AWS Solution Architect Associate - SAA-C02 - Cheat Sheet

I’ve passed my AWS Solution Architect Associate (SAA-C02) certification on July 02, 2021.

Here is my cheat sheet

Section 3: Getting started with AWS

AWS Cloud Overview - Regions & AZ

  • Region: cluster of AZ (min=2, max=3)
  • Availability Zones (AZ): one or more discrete data centers (DC)
  • Points of Presence (Edge Locations): caching S3 & CloudFront

Section 4: IAM & AWS CLI

IAM Security Tools

  • Can attach one or more policies to an IAM role or to a IAM user
  • Credential Report (account-level)
  • Access Advisor (user level) – find not-accessed services
  • SDK is equivalent but for coding (Java, .Net, etc.) to CLI (based on python SDK)

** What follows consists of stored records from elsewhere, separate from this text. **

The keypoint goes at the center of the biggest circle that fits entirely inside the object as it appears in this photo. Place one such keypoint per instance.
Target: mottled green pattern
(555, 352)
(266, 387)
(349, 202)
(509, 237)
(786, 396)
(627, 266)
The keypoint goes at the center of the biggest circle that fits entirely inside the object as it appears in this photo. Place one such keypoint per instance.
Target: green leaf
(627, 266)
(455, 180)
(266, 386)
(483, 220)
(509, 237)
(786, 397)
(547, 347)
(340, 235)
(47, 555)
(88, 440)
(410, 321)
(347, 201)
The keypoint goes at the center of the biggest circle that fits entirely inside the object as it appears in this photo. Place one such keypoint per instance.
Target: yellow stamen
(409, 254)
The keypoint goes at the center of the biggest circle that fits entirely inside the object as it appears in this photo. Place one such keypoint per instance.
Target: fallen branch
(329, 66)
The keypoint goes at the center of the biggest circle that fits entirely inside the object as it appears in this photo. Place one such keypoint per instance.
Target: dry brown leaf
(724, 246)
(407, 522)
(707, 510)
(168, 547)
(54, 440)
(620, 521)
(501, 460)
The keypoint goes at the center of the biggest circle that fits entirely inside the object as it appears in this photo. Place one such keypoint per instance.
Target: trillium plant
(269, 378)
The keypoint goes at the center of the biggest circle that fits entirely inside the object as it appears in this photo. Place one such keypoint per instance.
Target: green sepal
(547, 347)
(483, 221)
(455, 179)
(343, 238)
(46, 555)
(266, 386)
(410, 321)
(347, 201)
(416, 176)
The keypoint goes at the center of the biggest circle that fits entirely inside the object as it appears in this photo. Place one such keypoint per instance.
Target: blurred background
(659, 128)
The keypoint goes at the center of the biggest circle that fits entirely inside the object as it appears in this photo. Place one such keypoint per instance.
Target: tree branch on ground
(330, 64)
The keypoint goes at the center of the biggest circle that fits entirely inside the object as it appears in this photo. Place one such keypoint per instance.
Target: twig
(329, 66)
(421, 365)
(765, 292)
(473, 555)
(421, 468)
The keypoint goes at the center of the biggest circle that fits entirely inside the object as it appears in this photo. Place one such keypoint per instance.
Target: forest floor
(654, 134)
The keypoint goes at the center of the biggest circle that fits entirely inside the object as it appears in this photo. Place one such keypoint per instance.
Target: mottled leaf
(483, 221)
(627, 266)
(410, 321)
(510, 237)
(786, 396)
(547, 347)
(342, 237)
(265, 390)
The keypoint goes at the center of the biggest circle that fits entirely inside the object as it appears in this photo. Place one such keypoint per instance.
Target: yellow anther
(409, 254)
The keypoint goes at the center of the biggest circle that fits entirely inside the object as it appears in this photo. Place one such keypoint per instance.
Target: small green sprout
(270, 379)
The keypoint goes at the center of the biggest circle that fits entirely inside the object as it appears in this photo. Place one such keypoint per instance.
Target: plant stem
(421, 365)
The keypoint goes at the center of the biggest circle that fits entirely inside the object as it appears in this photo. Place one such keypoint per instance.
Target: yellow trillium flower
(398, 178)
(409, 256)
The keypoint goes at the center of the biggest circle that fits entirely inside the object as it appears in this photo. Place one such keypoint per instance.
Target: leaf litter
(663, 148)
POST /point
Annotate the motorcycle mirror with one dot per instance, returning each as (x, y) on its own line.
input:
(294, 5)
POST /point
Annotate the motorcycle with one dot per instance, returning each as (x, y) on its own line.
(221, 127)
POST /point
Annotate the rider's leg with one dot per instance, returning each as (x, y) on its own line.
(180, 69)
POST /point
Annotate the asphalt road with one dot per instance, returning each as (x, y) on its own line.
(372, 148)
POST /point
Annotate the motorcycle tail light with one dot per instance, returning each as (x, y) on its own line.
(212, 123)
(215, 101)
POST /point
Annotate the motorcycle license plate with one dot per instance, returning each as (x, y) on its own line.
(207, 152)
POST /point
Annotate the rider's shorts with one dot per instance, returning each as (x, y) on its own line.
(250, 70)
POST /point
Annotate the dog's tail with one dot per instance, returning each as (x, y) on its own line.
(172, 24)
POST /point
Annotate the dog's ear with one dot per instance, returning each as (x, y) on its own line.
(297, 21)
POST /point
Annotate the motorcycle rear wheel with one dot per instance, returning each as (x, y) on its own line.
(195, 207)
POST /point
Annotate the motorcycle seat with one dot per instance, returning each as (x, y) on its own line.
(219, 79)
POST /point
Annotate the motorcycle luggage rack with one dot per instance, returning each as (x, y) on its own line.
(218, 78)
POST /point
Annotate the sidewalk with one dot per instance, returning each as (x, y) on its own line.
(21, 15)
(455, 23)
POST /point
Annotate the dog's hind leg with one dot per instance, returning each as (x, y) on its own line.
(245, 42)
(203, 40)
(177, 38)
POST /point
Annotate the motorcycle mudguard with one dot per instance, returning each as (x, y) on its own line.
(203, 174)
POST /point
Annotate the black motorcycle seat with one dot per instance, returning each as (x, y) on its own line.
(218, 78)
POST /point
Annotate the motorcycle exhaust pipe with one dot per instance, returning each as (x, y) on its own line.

Section 5: EC2 Fundamentals

EC2 Instances Purchasing Options

  • On demand (Linux billing per second, other per hour)
  • Reserved
    • Reserved Instances (up to 72% discount) reserved for 1 year OR 3 years
    • Convertible (up to 45% discount)
    • Scheduled (1 year)
  • Spot (up to 90% discount)
  • Dedicated host (Compliance reason, Server bound license) - 3 years
  • EC2 Instance Metadata - http://169.254.169.254/latest/meta-data

Section 6: EC2 - Solutions Architect Associate Level

Elastic IP (EIP)

  • Keep fix public IP when EC2 stops/starts
  • 5 per account

Placement Groups

  • Hardware repartition of EC2 instances (same region)
    • Cluster (same rack)
    • Spread (cross AZ, each EC2 on different hardware): 7 instances par AZ
    • Partition (each partition on separate rack): up to 7 partitions par AZ, 100s EC2 per partition

Elastic Network Interfaces (ENI)

  • Virtual network card
    • Primary private IPv4 (eth0), one or more secondary IPv4
    • Many public IP (1 public IP per private)
    • One EIP
    • One or more Security groups
  • Bound to AZ

Hibernate

  • Root ESB volume must be encrypted

EC2 Nitro

  • Nitro is necessary for 64,000 IOPS – max 32,000 on non-Nitro

EC2 – vCPU

  • Each vCPU is a thread of a CPU core
  • Possible to limit number of CPU cores and number of thread par care (licences)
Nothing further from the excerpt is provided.